Wednesday, April 25, 2018

A Cather Poem Found in a Box of My "Stuff"

Readers, I am purging some boxes of paper at my house, and ran across the "In Memoriam" pamphlet for the former Willa Cather Scholar-Professor at the University of Nebraska, Susan Rosowski, who passed away in 2004. I had only gotten to know her shortly before her death and she was a lovely soul, and I was fortunate to attend her beautiful funeral. This was the poem by Willa Cather that she had printed in her final goodbye to us. I have been a Cather fan and have read most of her books, and biographies. Cather experienced, in an earlier critical time, what I also experienced, that of a strong connection to the Nebraska prairie land soils, and she foresaw human nature conquering that land, with an aesthetic price to pay and with the sacrifice of the beautiful ecologically diverse native prairie grasses themselves, along with their innumerable inhabitants.

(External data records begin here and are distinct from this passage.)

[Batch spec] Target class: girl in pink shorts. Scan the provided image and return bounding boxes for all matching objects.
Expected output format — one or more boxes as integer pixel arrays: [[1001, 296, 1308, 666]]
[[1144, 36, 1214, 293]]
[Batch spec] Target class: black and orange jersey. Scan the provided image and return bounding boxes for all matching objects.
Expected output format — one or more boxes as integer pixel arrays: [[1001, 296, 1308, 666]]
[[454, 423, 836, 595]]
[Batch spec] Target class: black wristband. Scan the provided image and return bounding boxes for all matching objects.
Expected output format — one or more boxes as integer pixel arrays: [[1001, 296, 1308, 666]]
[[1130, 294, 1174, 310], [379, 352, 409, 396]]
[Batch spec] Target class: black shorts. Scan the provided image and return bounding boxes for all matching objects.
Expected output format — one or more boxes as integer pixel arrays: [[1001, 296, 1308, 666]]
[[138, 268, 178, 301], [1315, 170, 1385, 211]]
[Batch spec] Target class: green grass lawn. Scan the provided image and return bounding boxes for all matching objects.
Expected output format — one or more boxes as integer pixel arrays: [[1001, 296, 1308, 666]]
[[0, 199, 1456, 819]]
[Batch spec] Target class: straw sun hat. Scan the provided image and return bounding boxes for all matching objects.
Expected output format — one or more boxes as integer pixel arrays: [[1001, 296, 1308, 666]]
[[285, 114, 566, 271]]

And on that note, I shall add the byline today to this blog, "Who speaks for the grasses? the native prairies?"--k.m.




Prairie Spring

by Willa Cather

Evening and the flat land,
Rich and sombre and always silent;
The miles of fresh-plowed soil,
Heavy and black, full of strength and harshness;
The growing wheat, the growing weeds,
The toiling horses, the tired men;
The long empty roads,
Sullen fires of sunset, fading,
The eternal, unresponsive sky.
Against all this, Youth,
Flaming like the wild roses,
Singing like the larks over the plowed fields,
Flashing like a star out of the twilight;
Youth with its insupportable sweetness,
Its fierce necessity,
Its sharp desire,
Singing and singing,
Out of the lips of silence,
Out of the earthy dusk.



About the photo: Dry land farm, Phelps County, Nebraska. 1880s. A woman and a girl stand near the doorway of a sod house in this 8.25" x 5.5" sepia-toned photograph. The house is surrounded by grass, and in the front of the photograph is a dirt field with rows of corn. On the left side of the photograph stands a man with two horses hitched to a plow. A windmill is visible behind the house on the right side of the photograph.